Clash der Generationen: Wie fremd sind sich Jung und Alt? Gesellschaft | 18.10.2020 | Silas Georg & Laurin Schlenker

Generationen

„Früher hätte es sowas nicht gegeben.“ Ein Spruch, den jeder junge Mensch schon einmal gehört haben dürfte. Der Schlachtruf der neuen Generation lautet „Ok, Boomer“. Aber sind alte Menschen bloß griesgrämige Nörgler und starrt die Jugend nur aufs Smartphone? Ein Student und ein Rentner diskutieren fürs f79. Beide spüren einen Generations-Graben, finden aber auch Gemeinsamkeiten. 

„Ich als alter Sack habe trotz meines hohen Alters einen gesunden Kontakt zu jungen Menschen“, sagt Wolfgang Lorenz, der selbst zwei Kinder hat. Der 72-jährige Wirtschaftslehrer aus Freiburg sieht in Diskussionen kaum Unterschiede zwischen Jung und Alt. Gerade in der Informationsbeschaffung merke er eine tiefe Kluft. Zeitschriften und Magazine würden die junge Generation kaum noch erreichen. Auf der anderen Seite sehe er zahlreiche Senioren, die Social Media praktisch nicht nutzten.

„Ich habe das Gefühl, dass sich in den letzten Jahren ein Generationskonflikt aufgetan hat“, bestätigt Simon Sumbert. Der 21-Jährige ist Freiburgs jüngster Stadtrat. Er bemerke im Alltag oft, dass Missstände von Jungen angeprangert werden, die Sach­kritik von älteren Menschen­ aber oftmals als persönliche Kritik verstanden werde. Vor allem in der Kritik am Klimawandel sähen viele ältere Menschen einen direkten Angriff auf ihre Lebensweise und fühlten sich dadurch von den Jüngeren gekränkt. Er hat das Gefühl, dass sich der Abstand in den letzten Jahrzehnten vergrößert hat. Einen Grund dafür sieht er in der Digitalisierung.

„Alte Menschen werden durch die Digitalisierung abgehängt und haben keine Möglichkeit, sich weiterzubilden“, sagt der Politikstudent, der im Juni 2019 mit dem Youtuber Rezo das Spiegel-Cover zierte. Dinge veränderten sich immer schneller, wodurch sich die Lebensrealitäten der Jungen stark von denen der Älteren unterscheiden. „Und das war vor 50 Jahren eben noch nicht so“, meint Sumbert.

Lorenz stimmt zu. Laut dem Lehrer sollte man Menschen ab 50 stetig weiterbilden und nicht aufgrund des Alters als unbrauchbar einstufen. Alles andere sei verschwendetes Potenzial.
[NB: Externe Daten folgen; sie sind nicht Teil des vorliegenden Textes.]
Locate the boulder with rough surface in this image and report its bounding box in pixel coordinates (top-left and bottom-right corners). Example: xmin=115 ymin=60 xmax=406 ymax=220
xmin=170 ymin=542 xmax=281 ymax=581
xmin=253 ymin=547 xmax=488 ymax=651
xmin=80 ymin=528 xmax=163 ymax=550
In Sachen Produktivität stellt er fest: „Am produktivsten sind die 18- bis 22-Jährigen, dann bekommen diese Leute Kinder und die Produktionskurve flacht ab, bis sie ab 50 wieder aufwärts geht. Da sind die Kinder aus dem Haus.“ Beide haben jedoch mit Vorurteilen zu kämpfen und werden vollständig unterschätzt, meint Lorenz. Er meint: „Die besten Verbündeten, die die Jugend haben kann, sind vielleicht die Alten.“

Sumbert sieht jedoch ein Problem in einer gesellschaftlichen Blasenbildung, die durch soziale Medien und andere Faktoren entsteht: „Die Entstehung solcher Bubbles verhindert den Kontakt zwischen verschiedenen Altersgruppen. Unser Ziel muss es sein, diesen Prozess aufzuhalten und dafür zu sorgen, dass wieder mehr Dialog zwischen den Generationen herrscht. Ein entscheidender Punkt, um das Problem zu lösen, ist meiner Meinung nach, dass man in der Kultur oder im Sport Möglichkeiten schafft, wo Leute zusammenkommen.“ Ansonsten sei man sehr vom Alltag in Beschlag genommen. „Fritz Keller sagte einmal, der Fußball sei das letzte wirkliche Lagerfeuer der Gesellschaft“, so Sumbert.

Lorenz sieht das auch so: „Meines Erachtens nach sollte die jüngere Generation die ältere Generation viel stärker mit an Bord nehmen.“ Diese sehe in den Jungen ihre Enkel und wolle eigentlich haben, dass es denen besser geht. „Man kann sich mit den Alten sehr wohl verbünden, auch politisch. Eher als mit der Eltern-Generation“, sagt Lorenz. Auch politisch sieht er noch Potenziale. An anderer Stelle fehle der Kitt: „Die Familie driftet auseinander. Früher gab es zum Beispiel Tischgemeinschaften, bei denen man sich austauschen konnte.“ Das alles finde nicht mehr statt.